Undergraduates at my university showed me this problem, which I found intriguing and now want to see the solution of:
Find all functions $f, g, h : \mathbb R_{> 0} \to \mathbb R_{> 0} $ such that
$\begin{cases}f \circ g = x^3 \\ g \circ h = x^4 \\ h \circ f = x^5\end{cases}.$
If we first assume that the functions take the form $x\mapsto x^r$ for $r\in \mathbb R$, we have a system
$\begin{cases}\deg(f) \deg(g) = 3 \\ \deg(g) \deg(h) = 4 \\ \deg(h) \deg(f) = 5\end{cases}$
with solution
$$\begin{cases}\deg f &= \frac{\pm\sqrt{15}}2 \\ \deg g &= \pm 2 \sqrt{3/5} \\ \deg h &= \pm 2 \sqrt{5/3}\end{cases}.$$
However, this does not mean these are the only functions. Is there a way to argue that solutions can be only of the form of this ansatz?

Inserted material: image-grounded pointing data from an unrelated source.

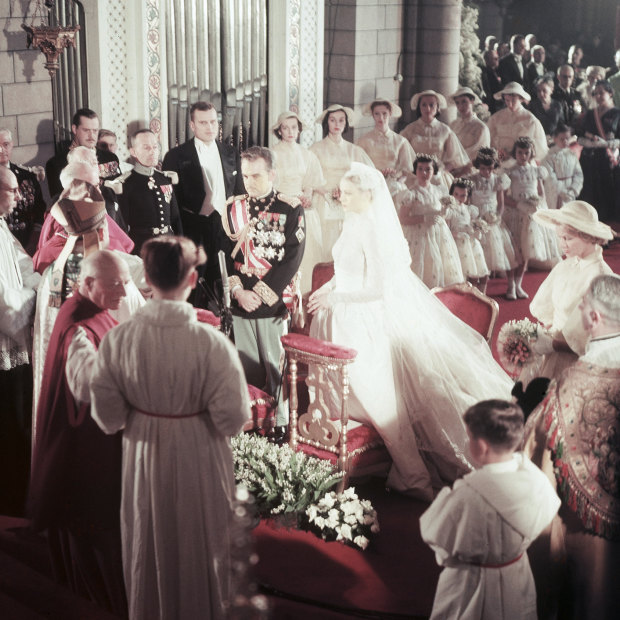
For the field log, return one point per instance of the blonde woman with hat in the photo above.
(389, 151)
(472, 133)
(299, 174)
(336, 156)
(514, 121)
(556, 303)
(429, 135)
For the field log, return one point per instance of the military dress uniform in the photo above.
(27, 217)
(267, 236)
(147, 204)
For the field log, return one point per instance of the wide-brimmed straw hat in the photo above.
(465, 90)
(578, 215)
(285, 116)
(512, 88)
(334, 107)
(396, 111)
(441, 100)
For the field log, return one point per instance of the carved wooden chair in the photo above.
(355, 449)
(471, 306)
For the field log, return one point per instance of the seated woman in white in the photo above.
(418, 367)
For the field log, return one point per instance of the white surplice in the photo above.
(178, 480)
(490, 517)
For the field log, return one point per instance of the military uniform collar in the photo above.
(144, 170)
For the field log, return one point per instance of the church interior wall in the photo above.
(25, 90)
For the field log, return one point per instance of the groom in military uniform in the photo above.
(266, 239)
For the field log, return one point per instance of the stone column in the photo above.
(431, 58)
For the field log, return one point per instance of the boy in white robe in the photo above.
(481, 528)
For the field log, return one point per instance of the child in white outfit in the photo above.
(481, 528)
(460, 217)
(434, 255)
(488, 196)
(565, 175)
(526, 197)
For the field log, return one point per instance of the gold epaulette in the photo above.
(233, 198)
(293, 201)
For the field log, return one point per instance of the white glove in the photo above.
(543, 344)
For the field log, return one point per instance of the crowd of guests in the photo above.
(131, 467)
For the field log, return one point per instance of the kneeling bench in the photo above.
(355, 449)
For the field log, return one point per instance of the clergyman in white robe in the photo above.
(480, 531)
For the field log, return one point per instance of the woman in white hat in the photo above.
(429, 135)
(514, 121)
(389, 151)
(299, 173)
(469, 129)
(336, 156)
(556, 303)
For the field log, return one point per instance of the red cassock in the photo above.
(75, 487)
(53, 238)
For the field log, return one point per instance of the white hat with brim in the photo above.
(578, 215)
(334, 108)
(396, 111)
(441, 100)
(512, 88)
(285, 116)
(465, 90)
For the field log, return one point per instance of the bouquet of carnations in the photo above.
(514, 345)
(343, 517)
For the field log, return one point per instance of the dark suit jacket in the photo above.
(189, 191)
(508, 70)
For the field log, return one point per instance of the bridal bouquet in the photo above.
(343, 517)
(514, 344)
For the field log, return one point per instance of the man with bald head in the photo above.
(18, 285)
(75, 487)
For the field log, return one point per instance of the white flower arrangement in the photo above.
(343, 517)
(295, 489)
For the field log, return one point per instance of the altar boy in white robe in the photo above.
(481, 528)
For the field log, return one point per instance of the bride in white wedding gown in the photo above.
(418, 367)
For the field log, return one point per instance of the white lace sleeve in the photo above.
(81, 358)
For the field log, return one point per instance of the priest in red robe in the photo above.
(75, 488)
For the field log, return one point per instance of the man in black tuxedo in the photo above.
(209, 172)
(511, 67)
(85, 128)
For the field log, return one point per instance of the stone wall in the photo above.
(25, 90)
(363, 41)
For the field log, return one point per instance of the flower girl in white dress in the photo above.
(418, 367)
(460, 216)
(488, 196)
(435, 257)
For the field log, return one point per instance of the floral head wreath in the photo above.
(427, 156)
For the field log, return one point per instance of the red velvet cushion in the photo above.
(262, 408)
(470, 310)
(363, 443)
(206, 316)
(318, 347)
(322, 273)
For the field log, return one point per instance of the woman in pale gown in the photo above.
(430, 136)
(335, 155)
(514, 121)
(177, 389)
(298, 173)
(472, 133)
(389, 151)
(418, 367)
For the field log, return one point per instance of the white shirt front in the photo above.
(212, 176)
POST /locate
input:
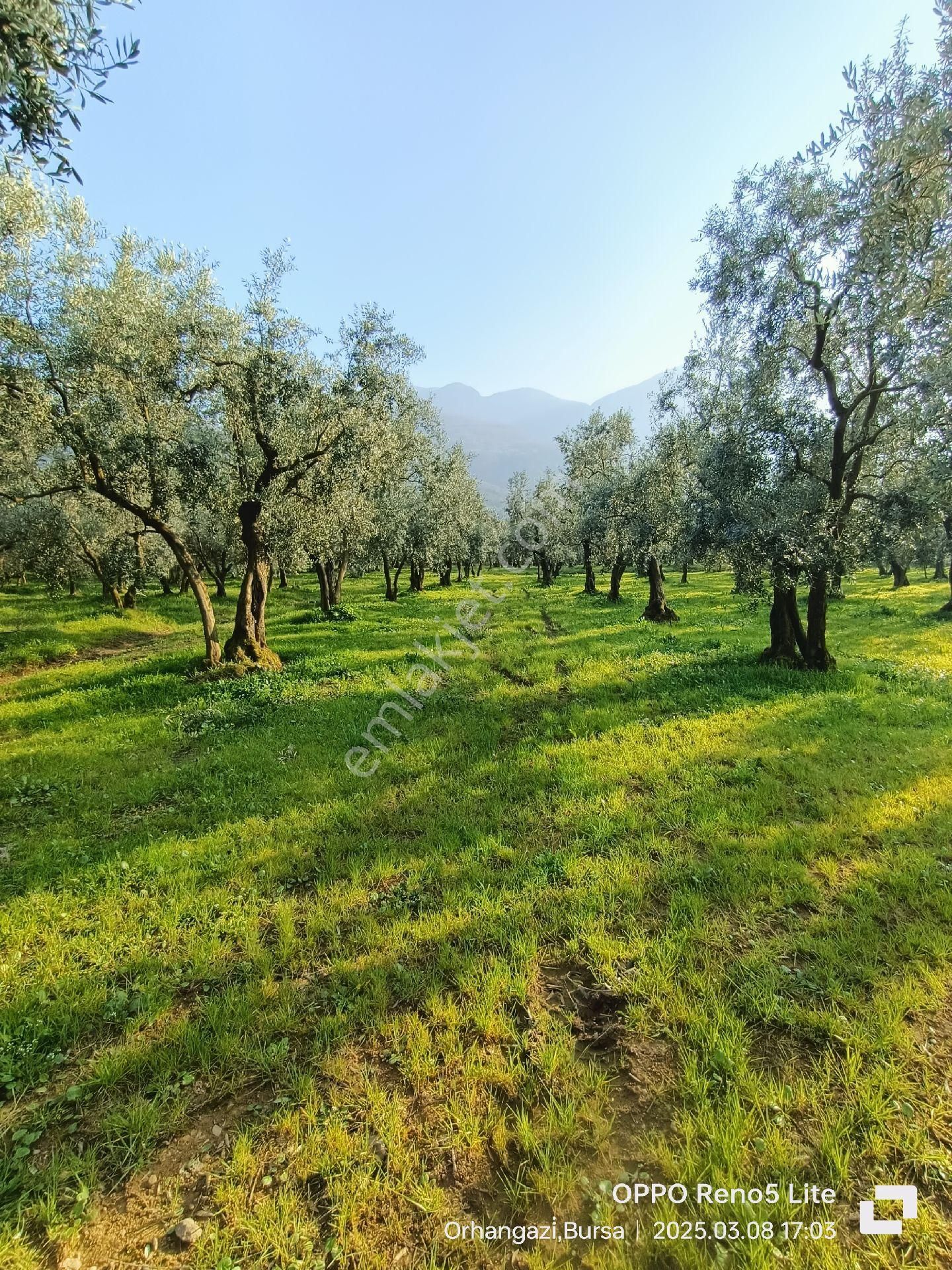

This answers the case where $f, g, h: {\mathbb R}\to{\mathbb R}$, which was the original question, it seems to have been modified since then.
From $f\circ g = x^3$ we get that $f$ is onto because $x^3$ is onto. From $h \circ f = x^5$ we get that $f$ is one-to-one because $x^5$ is one-to-one. Hence $f$ is bijective, hence \begin{equation} g = f^{-1}\circ x^3\qquad h = x^5\circ f^{-1} \end{equation} It follows that both $g$ and $h$ are bijective, but then $x^4 = g\circ h$ should be bijective, but this is false because $x^4$ is not onto.
Conclusion: there are no such functions.